As travel and tourism shut down with the spread of the coronavirus pandemic, organizations that promote the community to visitors have had to shift their focus to being a resource for local residents to safely support local businesses and attractions, officials with Catch Des Moines said today.

Instead of marketing the region to visitors, the convention and visitors organization refocused itself. The result? Control what you can control. Support local. Prepare for the future. Get outside.

“The hospitality industry is going to be what drives recovery, and Des Moines’ best attributes – cleanliness, safety, accessibility and affordability – are going to be top of mind when navigating the new normal,” said Greg Edwards, president and CEO of Catch Des Moines.  

According to officials with Catch Des Moines, those traits will be highlighted as part of the agency’s “S’s Are Silent” video series. A new video planned for release later this fall will target meeting and sports planners, highlighting venues in the region, hosting capabilities and hotels. 

The regional travel and tourism economy was hard hit by the pandemic. 

The number of travelers at the Des Moines International Airport in August totaled 94,827, down 62.7% from August 2019, when more than 254,000 people passed through the gates. Year to date, travel at the Des Moines airport is down 54.4%. So far, through August -- the most recent month that data is available -- 901,000 travelers have flown in and out of Des Moines, compared with nearly 1.98 million during the same period in 2019.

Hotel occupancy in the Des Moines area has increased to more than 50%, well above a low of about 20% in April and May, but still well below what pre-COVID levels. Occupancy usually ranges between 60% and 75% during the summer.

According to Catch Des Moines, nearly 14 million visitors generate more than $2 billion in travel spending in the Des Moines area each year, supporting more than 19,000 jobs.

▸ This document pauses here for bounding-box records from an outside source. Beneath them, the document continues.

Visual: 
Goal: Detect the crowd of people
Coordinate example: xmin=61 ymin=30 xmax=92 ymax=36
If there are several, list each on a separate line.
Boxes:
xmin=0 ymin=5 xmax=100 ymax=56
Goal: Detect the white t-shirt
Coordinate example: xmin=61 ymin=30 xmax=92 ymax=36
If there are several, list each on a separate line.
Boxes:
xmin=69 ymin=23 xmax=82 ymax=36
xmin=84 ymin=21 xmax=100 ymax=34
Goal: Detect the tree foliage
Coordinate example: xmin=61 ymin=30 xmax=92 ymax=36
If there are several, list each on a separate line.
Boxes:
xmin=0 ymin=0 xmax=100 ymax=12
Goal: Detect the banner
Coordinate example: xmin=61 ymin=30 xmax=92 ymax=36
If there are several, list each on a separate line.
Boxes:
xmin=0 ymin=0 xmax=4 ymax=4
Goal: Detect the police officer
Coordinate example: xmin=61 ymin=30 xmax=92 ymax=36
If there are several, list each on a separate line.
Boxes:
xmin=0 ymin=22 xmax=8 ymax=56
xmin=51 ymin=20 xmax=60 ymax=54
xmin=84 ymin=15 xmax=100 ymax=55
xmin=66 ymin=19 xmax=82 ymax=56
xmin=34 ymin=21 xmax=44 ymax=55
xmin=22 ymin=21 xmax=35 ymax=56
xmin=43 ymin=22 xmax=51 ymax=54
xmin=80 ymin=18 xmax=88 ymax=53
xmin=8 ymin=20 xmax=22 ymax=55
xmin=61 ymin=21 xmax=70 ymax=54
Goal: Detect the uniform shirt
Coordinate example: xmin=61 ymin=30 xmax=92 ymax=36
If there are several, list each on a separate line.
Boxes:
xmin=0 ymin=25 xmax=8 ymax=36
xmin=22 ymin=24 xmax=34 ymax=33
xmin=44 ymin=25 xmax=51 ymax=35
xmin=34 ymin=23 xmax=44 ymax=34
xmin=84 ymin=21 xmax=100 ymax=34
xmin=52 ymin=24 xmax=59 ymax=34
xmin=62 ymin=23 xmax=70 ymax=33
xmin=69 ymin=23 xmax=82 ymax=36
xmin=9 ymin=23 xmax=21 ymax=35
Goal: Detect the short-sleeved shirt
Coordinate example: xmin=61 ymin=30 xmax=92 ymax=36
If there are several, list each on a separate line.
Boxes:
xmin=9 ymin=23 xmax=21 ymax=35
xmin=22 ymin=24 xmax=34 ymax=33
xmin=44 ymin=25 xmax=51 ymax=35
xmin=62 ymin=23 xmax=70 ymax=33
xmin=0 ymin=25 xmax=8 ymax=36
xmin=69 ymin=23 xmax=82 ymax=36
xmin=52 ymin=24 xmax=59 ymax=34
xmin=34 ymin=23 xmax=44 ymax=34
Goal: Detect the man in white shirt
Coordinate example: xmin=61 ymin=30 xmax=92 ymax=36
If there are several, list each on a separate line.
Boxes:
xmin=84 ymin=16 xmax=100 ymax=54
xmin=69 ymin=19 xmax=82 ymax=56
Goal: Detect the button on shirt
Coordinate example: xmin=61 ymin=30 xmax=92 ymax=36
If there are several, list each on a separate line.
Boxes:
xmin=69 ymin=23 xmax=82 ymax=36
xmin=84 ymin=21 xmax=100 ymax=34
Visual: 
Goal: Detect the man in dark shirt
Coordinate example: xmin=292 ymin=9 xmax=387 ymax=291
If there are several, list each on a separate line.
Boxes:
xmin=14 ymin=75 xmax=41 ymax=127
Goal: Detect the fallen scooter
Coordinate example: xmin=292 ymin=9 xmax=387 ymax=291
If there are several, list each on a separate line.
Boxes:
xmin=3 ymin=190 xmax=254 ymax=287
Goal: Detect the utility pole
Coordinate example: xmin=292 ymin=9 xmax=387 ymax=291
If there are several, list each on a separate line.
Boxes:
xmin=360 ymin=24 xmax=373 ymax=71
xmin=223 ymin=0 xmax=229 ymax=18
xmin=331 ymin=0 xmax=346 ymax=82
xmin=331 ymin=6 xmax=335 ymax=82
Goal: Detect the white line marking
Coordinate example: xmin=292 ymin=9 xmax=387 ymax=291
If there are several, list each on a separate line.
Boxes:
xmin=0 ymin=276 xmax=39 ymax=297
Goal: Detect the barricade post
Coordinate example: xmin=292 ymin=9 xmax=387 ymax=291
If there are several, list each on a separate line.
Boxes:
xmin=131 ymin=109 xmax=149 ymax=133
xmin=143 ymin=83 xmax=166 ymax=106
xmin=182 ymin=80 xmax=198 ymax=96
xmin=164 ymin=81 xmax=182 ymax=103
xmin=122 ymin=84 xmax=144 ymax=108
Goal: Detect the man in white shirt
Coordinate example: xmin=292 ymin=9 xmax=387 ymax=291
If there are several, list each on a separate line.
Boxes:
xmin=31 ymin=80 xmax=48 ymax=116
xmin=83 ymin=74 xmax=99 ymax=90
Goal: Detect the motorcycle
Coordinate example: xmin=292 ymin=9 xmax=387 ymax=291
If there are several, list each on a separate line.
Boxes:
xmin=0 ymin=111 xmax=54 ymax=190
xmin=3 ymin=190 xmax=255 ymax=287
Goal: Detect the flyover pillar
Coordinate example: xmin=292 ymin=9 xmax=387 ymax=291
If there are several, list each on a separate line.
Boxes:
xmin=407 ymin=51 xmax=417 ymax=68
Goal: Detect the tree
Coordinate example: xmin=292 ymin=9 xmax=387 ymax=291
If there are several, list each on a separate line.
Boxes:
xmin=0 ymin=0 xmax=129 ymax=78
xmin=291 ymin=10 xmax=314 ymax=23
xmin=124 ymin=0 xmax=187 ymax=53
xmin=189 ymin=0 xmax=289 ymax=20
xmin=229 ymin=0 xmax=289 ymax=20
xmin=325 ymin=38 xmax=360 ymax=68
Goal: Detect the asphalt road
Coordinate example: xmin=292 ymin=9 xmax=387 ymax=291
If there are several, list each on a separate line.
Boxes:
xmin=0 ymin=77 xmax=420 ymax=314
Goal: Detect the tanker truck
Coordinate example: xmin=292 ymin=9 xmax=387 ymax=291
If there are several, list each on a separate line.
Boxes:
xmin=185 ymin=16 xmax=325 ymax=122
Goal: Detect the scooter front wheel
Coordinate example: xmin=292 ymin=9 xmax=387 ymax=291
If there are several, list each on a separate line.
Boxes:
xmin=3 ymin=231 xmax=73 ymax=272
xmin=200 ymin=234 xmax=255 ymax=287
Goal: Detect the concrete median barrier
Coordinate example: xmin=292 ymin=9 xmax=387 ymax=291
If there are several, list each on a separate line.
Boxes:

But that’s before the coronavirus pandemic struck.

As of Sept. 30, 315 event cancellations and postponements were attributed to COVID-19, resulting in a loss of direct economic impact of more than $284 million, according to data provided by Catch Des Moines.

Catch Des Moines has also shifted its leisure travel focus to the outdoors with a new “The S’s Are Silent-Outdoors” video focused on attractions such as the High Trestle Trail, Gray’s Lake and Jester Park.

A survey by McKinsey shows that 18% of Americans indicate they will be spending more time outdoors.

“We wanted to retain the quirky spirit of the campaign, while being cognizant of the shifting landscape and priorities,” said Ben Handfelt, director of creative and communications with Catch Des Moines. “Hopefully, the videos will make people smile and get them thinking about safe travel.”

The shift in focus is also due to budget restrictions and travel restrictions among states, said Brock Konrad, vice president of marketing for Catch Des Moines.

Konrad said people are typically looking to stay close to home for vacations.

To meet that demand, Catch Des Moines is developing new itineraries to generate ideas of how to explore what Des Moines has to offer, he said.

“So this is our change to re-engage with Iowans who may not have taken a big vacation this year, but still want to go somewhere safe and fun,” Konrad said.